A coleta de material será feita em um laboratório de campanha e as amostras depois serão enviadas para um laboratório especializado.

A hipótese inicial sobre o início dos contágios é que um casal holandês tenha se infectado durante uma visita a um lixão da cidade de Ushuaia para a observação de pássaros, antes de embarcar no final de março no navio com 150 pessoas de 23 países.

O governo de Tierra del Fuego, no entanto, descarta que os casos detectados no cruzeiro MV Hondius tenham se originado na província - que não registra contágios da doença desde 1996 - e afirma que essa possibilidade é “quase nula”.

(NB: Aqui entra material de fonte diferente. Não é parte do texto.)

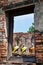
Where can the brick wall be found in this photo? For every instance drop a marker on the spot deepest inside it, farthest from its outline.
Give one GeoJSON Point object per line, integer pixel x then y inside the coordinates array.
{"type": "Point", "coordinates": [3, 40]}
{"type": "Point", "coordinates": [39, 47]}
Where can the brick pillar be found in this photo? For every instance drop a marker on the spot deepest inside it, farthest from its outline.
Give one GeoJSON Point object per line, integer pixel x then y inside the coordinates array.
{"type": "Point", "coordinates": [3, 37]}
{"type": "Point", "coordinates": [39, 27]}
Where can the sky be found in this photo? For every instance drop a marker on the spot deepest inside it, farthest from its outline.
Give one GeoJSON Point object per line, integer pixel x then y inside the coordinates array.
{"type": "Point", "coordinates": [23, 22]}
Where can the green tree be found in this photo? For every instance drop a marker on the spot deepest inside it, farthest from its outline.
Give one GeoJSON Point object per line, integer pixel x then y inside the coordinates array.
{"type": "Point", "coordinates": [31, 29]}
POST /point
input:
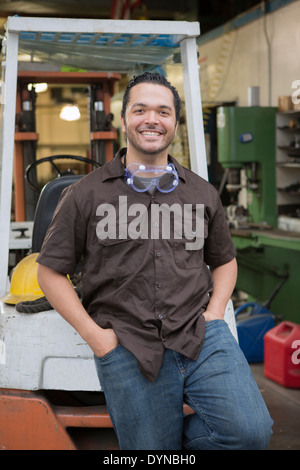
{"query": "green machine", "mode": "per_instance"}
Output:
(246, 149)
(268, 258)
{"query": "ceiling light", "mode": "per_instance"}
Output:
(70, 112)
(39, 87)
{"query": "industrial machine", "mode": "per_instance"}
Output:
(266, 255)
(246, 149)
(50, 396)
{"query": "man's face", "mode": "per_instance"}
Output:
(150, 123)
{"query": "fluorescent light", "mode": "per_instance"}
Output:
(70, 112)
(39, 87)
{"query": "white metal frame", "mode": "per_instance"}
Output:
(184, 32)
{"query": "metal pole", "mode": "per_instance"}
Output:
(193, 106)
(9, 75)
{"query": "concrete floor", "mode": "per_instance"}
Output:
(284, 407)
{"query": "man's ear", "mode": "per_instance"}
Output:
(123, 125)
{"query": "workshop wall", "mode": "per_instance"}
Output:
(239, 59)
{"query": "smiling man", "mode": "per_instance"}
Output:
(152, 310)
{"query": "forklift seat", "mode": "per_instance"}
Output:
(46, 206)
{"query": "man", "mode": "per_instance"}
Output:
(152, 311)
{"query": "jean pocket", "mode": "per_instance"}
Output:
(108, 355)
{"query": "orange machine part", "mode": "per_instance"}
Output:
(29, 422)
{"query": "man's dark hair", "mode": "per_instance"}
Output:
(157, 79)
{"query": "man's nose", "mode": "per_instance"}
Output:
(151, 117)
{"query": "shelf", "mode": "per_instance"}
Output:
(104, 135)
(288, 129)
(288, 164)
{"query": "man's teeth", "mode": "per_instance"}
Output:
(150, 133)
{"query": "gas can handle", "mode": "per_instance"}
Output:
(244, 307)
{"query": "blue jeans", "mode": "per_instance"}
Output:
(230, 412)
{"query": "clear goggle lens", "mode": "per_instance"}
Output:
(142, 177)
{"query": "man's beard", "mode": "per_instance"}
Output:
(134, 142)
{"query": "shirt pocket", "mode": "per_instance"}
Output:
(189, 239)
(120, 255)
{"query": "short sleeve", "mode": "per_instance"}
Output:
(65, 239)
(219, 248)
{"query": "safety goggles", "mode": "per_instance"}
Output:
(143, 178)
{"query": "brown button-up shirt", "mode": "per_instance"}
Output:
(138, 277)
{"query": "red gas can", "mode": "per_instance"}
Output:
(282, 354)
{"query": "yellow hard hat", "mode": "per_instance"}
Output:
(24, 285)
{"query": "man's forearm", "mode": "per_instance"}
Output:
(65, 301)
(224, 278)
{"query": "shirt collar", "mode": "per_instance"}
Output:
(115, 168)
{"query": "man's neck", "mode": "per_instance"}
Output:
(133, 156)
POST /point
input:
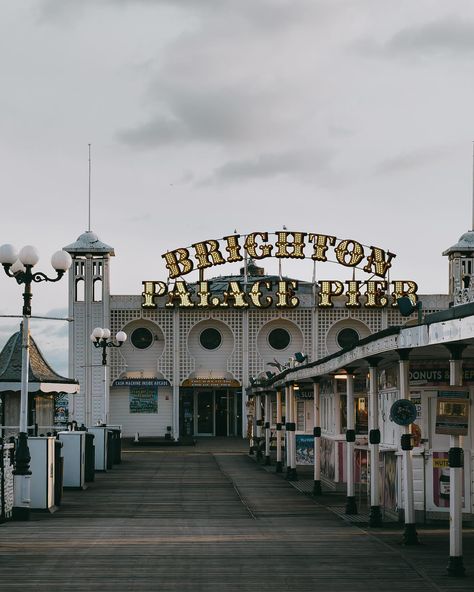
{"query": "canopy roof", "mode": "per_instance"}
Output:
(41, 377)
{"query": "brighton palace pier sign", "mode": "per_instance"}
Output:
(282, 293)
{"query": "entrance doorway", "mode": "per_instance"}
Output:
(211, 412)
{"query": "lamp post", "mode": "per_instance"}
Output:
(20, 266)
(101, 339)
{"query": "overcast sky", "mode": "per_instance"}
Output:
(350, 118)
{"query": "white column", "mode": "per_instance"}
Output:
(287, 432)
(267, 428)
(375, 517)
(317, 437)
(278, 427)
(22, 473)
(456, 564)
(351, 507)
(176, 372)
(410, 536)
(292, 433)
(258, 418)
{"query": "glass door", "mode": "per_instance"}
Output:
(205, 413)
(222, 414)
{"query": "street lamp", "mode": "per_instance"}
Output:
(101, 338)
(20, 266)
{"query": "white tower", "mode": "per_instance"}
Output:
(461, 269)
(89, 306)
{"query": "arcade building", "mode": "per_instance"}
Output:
(195, 348)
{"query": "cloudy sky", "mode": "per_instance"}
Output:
(345, 117)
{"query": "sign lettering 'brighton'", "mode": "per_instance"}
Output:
(264, 293)
(289, 245)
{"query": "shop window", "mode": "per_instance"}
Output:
(141, 338)
(210, 338)
(300, 416)
(362, 416)
(343, 412)
(279, 339)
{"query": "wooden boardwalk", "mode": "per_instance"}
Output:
(181, 519)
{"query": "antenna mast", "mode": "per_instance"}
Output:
(89, 226)
(472, 226)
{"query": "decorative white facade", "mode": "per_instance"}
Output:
(199, 388)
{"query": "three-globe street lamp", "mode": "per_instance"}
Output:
(101, 339)
(20, 267)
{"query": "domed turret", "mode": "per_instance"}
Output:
(461, 269)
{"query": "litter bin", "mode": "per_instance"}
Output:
(89, 470)
(110, 448)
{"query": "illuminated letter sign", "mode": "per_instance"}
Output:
(234, 248)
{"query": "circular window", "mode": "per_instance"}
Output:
(279, 338)
(141, 338)
(347, 338)
(210, 338)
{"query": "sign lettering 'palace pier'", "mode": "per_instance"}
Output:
(377, 293)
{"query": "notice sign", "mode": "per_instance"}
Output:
(143, 399)
(452, 412)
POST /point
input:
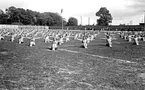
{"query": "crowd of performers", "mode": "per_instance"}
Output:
(57, 38)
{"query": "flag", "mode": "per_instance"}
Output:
(61, 10)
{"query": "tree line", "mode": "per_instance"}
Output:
(20, 16)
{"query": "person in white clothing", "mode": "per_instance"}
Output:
(109, 41)
(32, 42)
(47, 39)
(136, 42)
(54, 44)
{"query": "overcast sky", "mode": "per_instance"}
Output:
(123, 11)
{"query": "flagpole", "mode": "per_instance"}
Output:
(62, 18)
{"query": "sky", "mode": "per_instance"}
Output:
(123, 11)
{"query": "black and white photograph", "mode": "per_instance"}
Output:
(72, 44)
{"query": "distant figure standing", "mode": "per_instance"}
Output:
(32, 42)
(1, 37)
(54, 44)
(47, 39)
(136, 42)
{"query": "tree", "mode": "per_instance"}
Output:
(72, 21)
(105, 17)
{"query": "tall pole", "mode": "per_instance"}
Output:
(62, 18)
(81, 20)
(144, 21)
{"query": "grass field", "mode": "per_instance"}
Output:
(72, 67)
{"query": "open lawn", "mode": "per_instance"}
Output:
(72, 67)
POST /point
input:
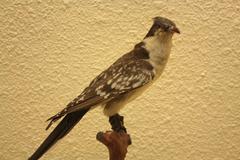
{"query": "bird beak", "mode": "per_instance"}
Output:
(174, 30)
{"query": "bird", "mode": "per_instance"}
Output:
(122, 82)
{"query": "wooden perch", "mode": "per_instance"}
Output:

A embarcação com bandeira holandesa, que transportava principalmente britânicos, americanos e espanhóis, gerou alerta em diversos países. Antes de passar por Ushuaia, o navio visitou também a península Antártica, a Geórgia do Sul e Tristão da Cunha – algumas das ilhas mais remotas do planeta.

O surto de hantavírus foi relatado à Organização Mundial da Saúde em 2 de maio. O casal de holandeses e um alemão morreram.

O processo de desembarque dos últimos tripulantes da embarcação começou nesta segunda, após o transatlântico atracar no porto holandês de Rotterdam.